# using the `audiences` api

having used python to create queries in the `analytics` application, we turn our attention to the `audiences` app. we would like to be able to use python to automate the creation of a search query in that application as well.

(*my thanks to peter fairfax for suggesting this workshop, and for providing code samples upon which it is built.*) 

## this week's exercise:

using only python code, generate the following three new audiences in the `audiences` application (feel free to change the search criteria to something more relevant to your own interests if you'd like, but make sure you can generate queries of at least the same complexity):

- one audience search for twitter users whose `BIO` contains **any** of these terms: `['dog', 'cat', 'puppy', 'kitten']`
- one audience search for twitter users whose `BIO` contains **all** of these terms: `['dog', 'cat', 'love']`
- one audience search for twitter users whose bio contains **any** of these terms: `['dog', 'cat', 'puppy', 'kitten', 'kitty']` **and** whose `INTERESTS` includes  `Animals & Pets` (see image below) 

![combined search criteria](query_criteria.png)
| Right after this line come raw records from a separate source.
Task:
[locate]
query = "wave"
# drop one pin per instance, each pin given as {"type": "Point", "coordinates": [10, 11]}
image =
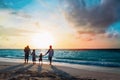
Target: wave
{"type": "Point", "coordinates": [95, 63]}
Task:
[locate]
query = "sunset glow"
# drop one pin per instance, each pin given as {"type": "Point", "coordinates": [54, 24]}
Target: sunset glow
{"type": "Point", "coordinates": [42, 40]}
{"type": "Point", "coordinates": [75, 24]}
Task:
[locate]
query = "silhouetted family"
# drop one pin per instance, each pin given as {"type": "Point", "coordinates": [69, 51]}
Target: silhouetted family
{"type": "Point", "coordinates": [27, 51]}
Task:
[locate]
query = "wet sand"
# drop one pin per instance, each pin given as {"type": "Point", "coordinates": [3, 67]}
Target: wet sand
{"type": "Point", "coordinates": [21, 71]}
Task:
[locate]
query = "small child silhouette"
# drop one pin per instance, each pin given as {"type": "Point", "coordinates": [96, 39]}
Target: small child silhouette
{"type": "Point", "coordinates": [40, 58]}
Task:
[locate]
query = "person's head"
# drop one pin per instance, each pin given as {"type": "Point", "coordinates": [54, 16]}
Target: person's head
{"type": "Point", "coordinates": [50, 46]}
{"type": "Point", "coordinates": [27, 46]}
{"type": "Point", "coordinates": [33, 50]}
{"type": "Point", "coordinates": [40, 53]}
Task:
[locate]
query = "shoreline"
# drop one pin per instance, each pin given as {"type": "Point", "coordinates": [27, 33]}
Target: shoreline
{"type": "Point", "coordinates": [76, 66]}
{"type": "Point", "coordinates": [57, 72]}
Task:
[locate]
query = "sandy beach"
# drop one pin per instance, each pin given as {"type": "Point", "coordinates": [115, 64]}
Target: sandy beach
{"type": "Point", "coordinates": [20, 71]}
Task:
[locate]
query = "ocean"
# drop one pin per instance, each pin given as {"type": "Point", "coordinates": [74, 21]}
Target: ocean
{"type": "Point", "coordinates": [100, 57]}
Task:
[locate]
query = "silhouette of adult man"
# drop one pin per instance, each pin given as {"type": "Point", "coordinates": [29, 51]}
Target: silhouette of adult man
{"type": "Point", "coordinates": [50, 53]}
{"type": "Point", "coordinates": [27, 51]}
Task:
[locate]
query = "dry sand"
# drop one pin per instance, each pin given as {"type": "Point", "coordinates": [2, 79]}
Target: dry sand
{"type": "Point", "coordinates": [19, 71]}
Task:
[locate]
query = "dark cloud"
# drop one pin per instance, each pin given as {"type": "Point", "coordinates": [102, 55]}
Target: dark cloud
{"type": "Point", "coordinates": [93, 20]}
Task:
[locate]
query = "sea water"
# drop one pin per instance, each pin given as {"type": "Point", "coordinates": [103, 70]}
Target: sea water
{"type": "Point", "coordinates": [100, 57]}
### bonus challenge (a bit more work):
generate a query for one audience search for twitter users whose `BIO` **or** `TWEETS` contain **any** these terms `['cat','kitten']` **and** whose `INTERESTS` includes  `Animals & Pets` (see image below) 

![bonus challenge query](bonus_challenge.png)
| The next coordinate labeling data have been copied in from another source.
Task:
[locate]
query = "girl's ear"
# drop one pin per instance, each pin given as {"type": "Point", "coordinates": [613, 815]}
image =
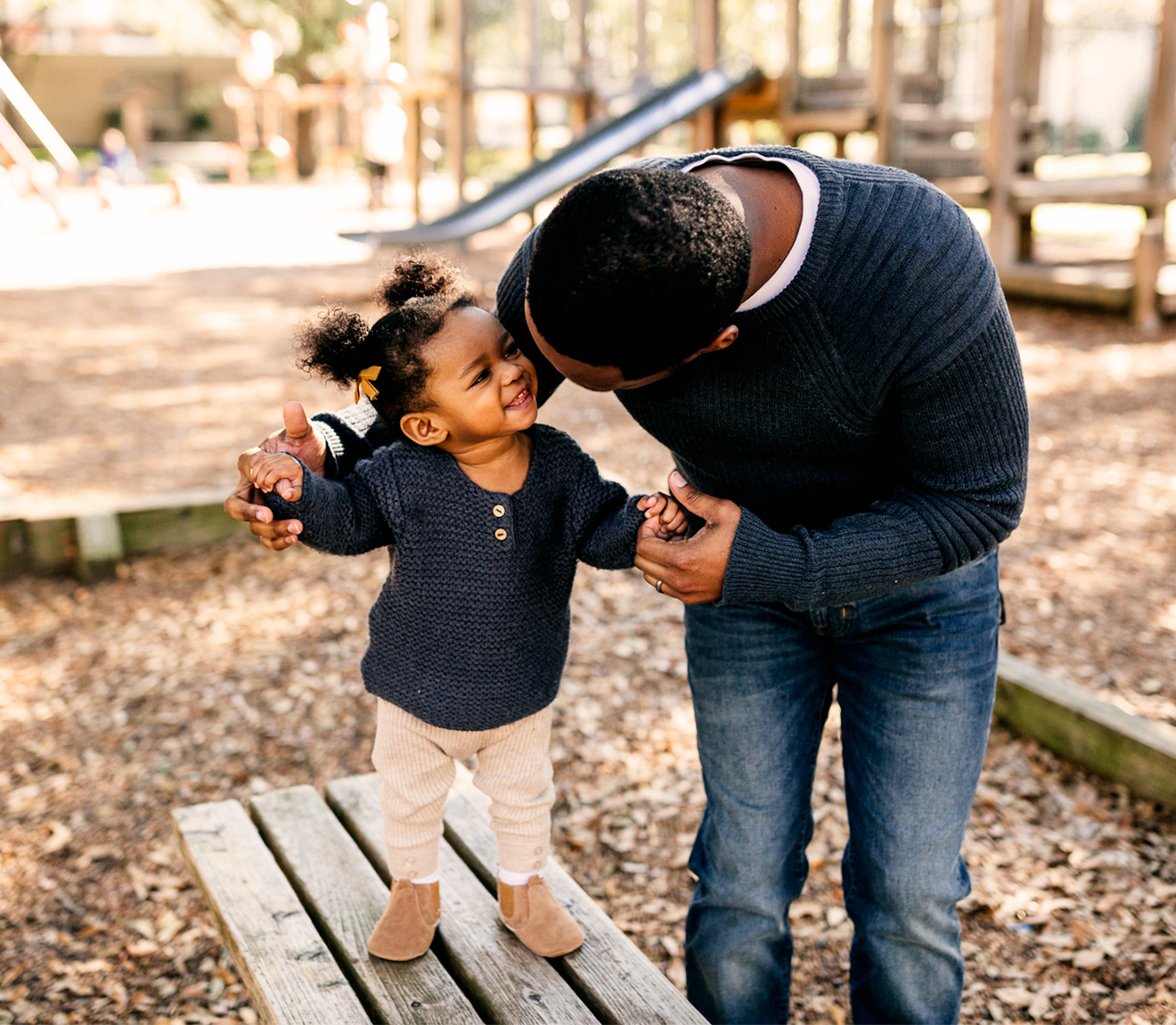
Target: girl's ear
{"type": "Point", "coordinates": [423, 429]}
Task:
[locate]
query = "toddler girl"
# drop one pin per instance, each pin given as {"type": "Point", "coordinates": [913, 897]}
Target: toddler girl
{"type": "Point", "coordinates": [487, 512]}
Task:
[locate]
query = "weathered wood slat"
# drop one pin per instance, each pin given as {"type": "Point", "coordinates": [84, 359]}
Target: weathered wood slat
{"type": "Point", "coordinates": [282, 961]}
{"type": "Point", "coordinates": [345, 898]}
{"type": "Point", "coordinates": [1066, 719]}
{"type": "Point", "coordinates": [609, 972]}
{"type": "Point", "coordinates": [503, 980]}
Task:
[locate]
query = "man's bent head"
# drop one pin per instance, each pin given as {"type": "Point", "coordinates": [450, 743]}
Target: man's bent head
{"type": "Point", "coordinates": [636, 271]}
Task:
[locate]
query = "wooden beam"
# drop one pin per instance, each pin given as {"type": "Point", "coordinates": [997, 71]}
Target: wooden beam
{"type": "Point", "coordinates": [706, 50]}
{"type": "Point", "coordinates": [1002, 135]}
{"type": "Point", "coordinates": [1073, 723]}
{"type": "Point", "coordinates": [502, 978]}
{"type": "Point", "coordinates": [345, 897]}
{"type": "Point", "coordinates": [883, 80]}
{"type": "Point", "coordinates": [1158, 126]}
{"type": "Point", "coordinates": [282, 958]}
{"type": "Point", "coordinates": [608, 972]}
## overview of today's session
compared to how we access the `analytics` app, for which there exists a python SDK (software development kit, i.e. the module `bwapi`), there is a big difference in how we will approach the `audiences` app, which offers no such SDK). however, both applications are built with a API (application programming interface) which we utilise. the difference here is that we will have to write raw `request` calls to the API directly as opposed to via a nice wrapper script. 

this will be a bit messier, and the authentication is annoyingly fickle, but for the simple task above we can live with that - until `audiences` gets its own SDK. 

- first, we will take a look at the audiences application for a short orientation.
- second, we will see how to intercept and monitor the communication between the browser and the `audiences` application backend, so we can learn its structure and mimic it. (here, we will need to pay special attention to the authentication).
- third, we will need to write code to construct a request to the backend a. here, we benefit from peter's efforts last week.
- fourth we will test our code to construct a query.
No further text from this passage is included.